A holiday romance might take many forms, but with any luck will turn out to be just a fleeting by-product of too much sun and alcohol. However, the one getting ready to crash up through the gears here between Noah and Alison (Ruth Wilson), the waitress he first meets in the Lobster Roll diner, feels as if it may have the potential to bring entire dynasties crashing down around it. Noah's marriage to Helen (ER's Maura Tierney) may be merely the first casualty (the Solloways take a vacation, pictured below).
Creators Sarah Treem and Hagai Levi have deployed some artful devices to make what might have been an only too familiar story feel multi-layered, three-dimensional and unpredictable. Most notable is the way the episodes are split in two, with one half dedicated to Noah's viewpoint and other to Alison's. Thus, the first version we see of the pair's initial encounter is Noah's, and depicts Alison as a knowing seductress coolly reeling him in. But then we see her take on it, in which it's Noah who's making the running and coming on to her with a gauche lack of subtlety.
This ambiguous dance is played out against a complex backdrop of ties and relationships. Noah the tentative new novelist is resentful of the lordly attitude of his father-in-law Bruce Butler (John Doman, impeccably cast), an enormously successful writer whose bestsellers are regularly turned into Hollywood movies. He's a fabled local celebrity, living on his lush oceanside estate, and has a knack for damning with faint praise. "I read your book, " he tells Noah. "I enjoyed most of it very much." Worse, he has loaned Noah and Helen a wad of money, and his "I am considerably richer than you" demeanour obviously irks Noah.
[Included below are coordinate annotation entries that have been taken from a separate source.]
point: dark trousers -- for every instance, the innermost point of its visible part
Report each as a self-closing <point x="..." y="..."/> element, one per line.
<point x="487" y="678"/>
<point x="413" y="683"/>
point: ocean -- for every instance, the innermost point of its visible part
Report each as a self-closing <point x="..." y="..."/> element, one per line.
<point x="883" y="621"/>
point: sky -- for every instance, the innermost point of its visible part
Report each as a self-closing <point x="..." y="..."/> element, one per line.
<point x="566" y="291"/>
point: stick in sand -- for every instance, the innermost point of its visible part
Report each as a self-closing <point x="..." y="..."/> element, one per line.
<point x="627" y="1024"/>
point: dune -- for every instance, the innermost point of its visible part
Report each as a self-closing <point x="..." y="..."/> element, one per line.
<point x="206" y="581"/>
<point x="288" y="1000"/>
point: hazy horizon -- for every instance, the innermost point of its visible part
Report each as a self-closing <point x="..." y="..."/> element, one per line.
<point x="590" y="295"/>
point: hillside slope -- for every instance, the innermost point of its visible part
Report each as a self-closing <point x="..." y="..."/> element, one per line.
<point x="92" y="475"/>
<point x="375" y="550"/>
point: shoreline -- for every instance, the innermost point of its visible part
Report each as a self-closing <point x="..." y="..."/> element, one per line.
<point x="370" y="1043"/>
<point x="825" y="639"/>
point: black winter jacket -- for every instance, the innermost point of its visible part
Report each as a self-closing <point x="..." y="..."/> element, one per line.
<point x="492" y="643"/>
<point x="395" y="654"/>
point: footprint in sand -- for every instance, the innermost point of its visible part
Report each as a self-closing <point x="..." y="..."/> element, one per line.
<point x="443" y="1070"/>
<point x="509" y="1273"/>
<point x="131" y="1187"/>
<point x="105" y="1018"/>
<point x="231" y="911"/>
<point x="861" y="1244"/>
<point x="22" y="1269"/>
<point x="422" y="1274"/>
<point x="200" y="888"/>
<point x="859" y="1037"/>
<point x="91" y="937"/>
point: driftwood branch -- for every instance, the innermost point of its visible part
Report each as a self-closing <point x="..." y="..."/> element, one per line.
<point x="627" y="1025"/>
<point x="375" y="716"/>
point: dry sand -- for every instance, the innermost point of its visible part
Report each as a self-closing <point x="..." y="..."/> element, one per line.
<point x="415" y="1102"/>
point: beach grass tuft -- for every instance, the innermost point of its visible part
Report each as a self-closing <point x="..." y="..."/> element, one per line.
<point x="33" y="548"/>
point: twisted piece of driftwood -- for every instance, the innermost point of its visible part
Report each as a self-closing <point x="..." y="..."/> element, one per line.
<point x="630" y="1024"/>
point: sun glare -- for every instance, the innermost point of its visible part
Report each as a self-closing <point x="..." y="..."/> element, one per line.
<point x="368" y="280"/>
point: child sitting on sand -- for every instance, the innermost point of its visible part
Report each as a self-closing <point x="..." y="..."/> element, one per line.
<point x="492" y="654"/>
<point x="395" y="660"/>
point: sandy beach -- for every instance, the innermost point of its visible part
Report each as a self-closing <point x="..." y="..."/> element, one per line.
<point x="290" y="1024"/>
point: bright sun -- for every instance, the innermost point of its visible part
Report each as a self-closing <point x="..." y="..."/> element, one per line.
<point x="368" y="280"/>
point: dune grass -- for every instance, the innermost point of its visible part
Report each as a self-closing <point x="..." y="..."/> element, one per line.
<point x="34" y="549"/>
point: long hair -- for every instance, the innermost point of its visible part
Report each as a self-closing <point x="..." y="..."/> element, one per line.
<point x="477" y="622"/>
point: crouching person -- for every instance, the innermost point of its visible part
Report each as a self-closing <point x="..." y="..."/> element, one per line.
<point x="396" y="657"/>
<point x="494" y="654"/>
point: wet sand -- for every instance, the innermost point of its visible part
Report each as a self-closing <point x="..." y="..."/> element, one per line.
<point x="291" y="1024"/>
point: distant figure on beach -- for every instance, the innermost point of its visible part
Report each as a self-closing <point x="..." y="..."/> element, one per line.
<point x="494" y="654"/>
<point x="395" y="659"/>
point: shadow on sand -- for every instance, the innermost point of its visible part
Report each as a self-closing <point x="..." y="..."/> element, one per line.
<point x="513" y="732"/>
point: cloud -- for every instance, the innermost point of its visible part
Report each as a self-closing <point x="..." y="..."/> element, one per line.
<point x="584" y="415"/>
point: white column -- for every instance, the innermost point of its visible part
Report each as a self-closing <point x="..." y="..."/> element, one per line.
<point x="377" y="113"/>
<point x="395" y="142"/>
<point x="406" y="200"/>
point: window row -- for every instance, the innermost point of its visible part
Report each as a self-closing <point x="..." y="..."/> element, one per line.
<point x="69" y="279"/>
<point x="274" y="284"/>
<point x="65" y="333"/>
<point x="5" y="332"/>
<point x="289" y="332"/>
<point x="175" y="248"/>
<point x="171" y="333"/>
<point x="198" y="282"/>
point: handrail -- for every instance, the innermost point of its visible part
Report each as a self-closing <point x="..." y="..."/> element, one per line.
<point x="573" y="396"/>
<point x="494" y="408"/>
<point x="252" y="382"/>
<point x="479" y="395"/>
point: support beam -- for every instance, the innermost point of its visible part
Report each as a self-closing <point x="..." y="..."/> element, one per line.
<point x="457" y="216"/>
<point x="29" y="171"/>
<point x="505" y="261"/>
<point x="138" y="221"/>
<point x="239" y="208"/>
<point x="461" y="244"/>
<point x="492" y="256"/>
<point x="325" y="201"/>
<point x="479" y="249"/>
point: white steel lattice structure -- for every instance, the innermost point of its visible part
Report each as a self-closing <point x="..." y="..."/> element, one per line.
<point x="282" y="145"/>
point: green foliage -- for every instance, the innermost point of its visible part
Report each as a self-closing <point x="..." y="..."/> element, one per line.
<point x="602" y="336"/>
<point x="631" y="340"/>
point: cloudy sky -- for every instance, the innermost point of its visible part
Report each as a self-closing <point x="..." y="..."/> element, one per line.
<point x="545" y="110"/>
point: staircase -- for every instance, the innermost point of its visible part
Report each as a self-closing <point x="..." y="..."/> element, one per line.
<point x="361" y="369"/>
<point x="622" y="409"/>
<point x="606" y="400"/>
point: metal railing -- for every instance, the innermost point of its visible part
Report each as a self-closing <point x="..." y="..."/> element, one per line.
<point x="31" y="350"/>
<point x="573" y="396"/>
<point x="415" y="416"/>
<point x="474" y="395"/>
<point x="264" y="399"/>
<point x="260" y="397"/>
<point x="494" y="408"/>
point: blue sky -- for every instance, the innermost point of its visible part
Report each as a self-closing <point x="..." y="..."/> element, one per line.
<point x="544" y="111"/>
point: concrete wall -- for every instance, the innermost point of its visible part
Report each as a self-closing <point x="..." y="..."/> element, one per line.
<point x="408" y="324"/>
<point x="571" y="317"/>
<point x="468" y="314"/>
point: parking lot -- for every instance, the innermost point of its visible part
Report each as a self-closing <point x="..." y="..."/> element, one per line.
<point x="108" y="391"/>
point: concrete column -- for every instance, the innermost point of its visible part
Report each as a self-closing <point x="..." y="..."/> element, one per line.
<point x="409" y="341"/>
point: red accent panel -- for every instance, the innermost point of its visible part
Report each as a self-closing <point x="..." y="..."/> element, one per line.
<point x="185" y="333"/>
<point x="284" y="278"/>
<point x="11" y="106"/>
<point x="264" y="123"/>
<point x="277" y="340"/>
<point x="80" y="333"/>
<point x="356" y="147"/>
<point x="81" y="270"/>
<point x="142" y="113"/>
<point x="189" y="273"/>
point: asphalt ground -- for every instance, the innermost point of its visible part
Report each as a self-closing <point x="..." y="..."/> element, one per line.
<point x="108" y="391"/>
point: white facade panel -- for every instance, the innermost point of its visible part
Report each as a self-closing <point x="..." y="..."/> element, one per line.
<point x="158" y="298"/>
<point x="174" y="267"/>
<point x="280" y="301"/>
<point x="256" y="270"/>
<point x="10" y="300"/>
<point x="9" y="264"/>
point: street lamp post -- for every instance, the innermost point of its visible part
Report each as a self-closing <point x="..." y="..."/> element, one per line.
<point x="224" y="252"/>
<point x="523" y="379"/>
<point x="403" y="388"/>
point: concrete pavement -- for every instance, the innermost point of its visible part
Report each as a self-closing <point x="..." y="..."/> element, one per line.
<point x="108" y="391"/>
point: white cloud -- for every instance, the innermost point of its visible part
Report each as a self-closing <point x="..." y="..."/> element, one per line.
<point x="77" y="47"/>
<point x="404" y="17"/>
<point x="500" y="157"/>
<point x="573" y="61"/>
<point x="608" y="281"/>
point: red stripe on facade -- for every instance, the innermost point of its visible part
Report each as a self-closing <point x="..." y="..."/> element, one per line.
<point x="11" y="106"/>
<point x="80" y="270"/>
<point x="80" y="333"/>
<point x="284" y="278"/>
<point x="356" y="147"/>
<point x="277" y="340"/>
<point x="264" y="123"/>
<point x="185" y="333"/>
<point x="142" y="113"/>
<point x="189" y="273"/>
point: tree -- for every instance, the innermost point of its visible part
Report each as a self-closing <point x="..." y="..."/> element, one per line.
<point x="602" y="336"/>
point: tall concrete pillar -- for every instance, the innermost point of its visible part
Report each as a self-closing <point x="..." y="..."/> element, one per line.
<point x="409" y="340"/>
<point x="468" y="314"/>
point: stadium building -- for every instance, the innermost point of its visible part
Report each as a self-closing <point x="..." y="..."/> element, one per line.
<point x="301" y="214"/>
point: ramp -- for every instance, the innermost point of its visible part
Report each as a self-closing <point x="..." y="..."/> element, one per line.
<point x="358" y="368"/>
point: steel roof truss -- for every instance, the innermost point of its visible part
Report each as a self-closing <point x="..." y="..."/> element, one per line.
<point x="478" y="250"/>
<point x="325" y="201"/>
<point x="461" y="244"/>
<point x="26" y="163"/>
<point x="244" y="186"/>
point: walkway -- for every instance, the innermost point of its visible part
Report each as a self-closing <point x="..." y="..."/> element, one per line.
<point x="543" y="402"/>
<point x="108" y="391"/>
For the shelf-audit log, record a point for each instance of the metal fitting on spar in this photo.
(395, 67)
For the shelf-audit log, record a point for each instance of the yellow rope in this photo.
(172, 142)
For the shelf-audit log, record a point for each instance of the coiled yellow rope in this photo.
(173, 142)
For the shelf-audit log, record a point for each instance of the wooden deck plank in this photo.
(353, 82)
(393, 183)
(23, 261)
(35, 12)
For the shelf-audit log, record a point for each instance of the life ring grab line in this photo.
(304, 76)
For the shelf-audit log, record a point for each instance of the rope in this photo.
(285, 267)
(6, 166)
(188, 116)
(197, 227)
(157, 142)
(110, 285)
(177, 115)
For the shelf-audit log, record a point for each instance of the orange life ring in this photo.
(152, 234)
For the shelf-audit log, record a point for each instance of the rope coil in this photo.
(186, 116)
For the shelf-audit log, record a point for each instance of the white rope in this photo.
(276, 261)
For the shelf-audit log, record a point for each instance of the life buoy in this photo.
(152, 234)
Meanwhile Alison is dragging a trail of baggage of her own. When we see her reading Peter Pan aloud over the grave of her dead child we get some inkling of the extent of her inner emotional damage, and the still-piercing anguish is driving a wedge between her and her husband Cole Lockhart (Joshua Jackson). Again, through the prism of the double – and doubly unreliable? – narrators, our first glimpse of Cole suggests he's angry and brutal, but the picture is gradually modified as the narrative develops. However, Alison's relationship to the sprawling and slightly smothering Lockhart clan seems guaranteed to be a permanent source of angstfulness (Maura Tierney and Dominic West, pictured below).
And on top of this there's a further layer. There's a running commentary on the action in the form of Noah and Alison being questioned by a police detective about what appeared to be a fatal accident on the night of a big party at the Butler house. We don't know who the victim was yet, except that he was male. We also know the police haven't ruled out murder.
Throw together a little bit of Mad Men, some John Cheever and a sliver of Double Indemnity and you may be in the right ballpark. Chuck in the evocative photography and gently affecting background music, plus two commanding lead performances (West has perfectly judged the dosage of middle-aged sleaze, and Wilson is encouraging him to go for it), and you're looking at something special. The only disappointment is there won't be any endings, unhappy or otherwise, in the foreseeable future – they're already talking about season four.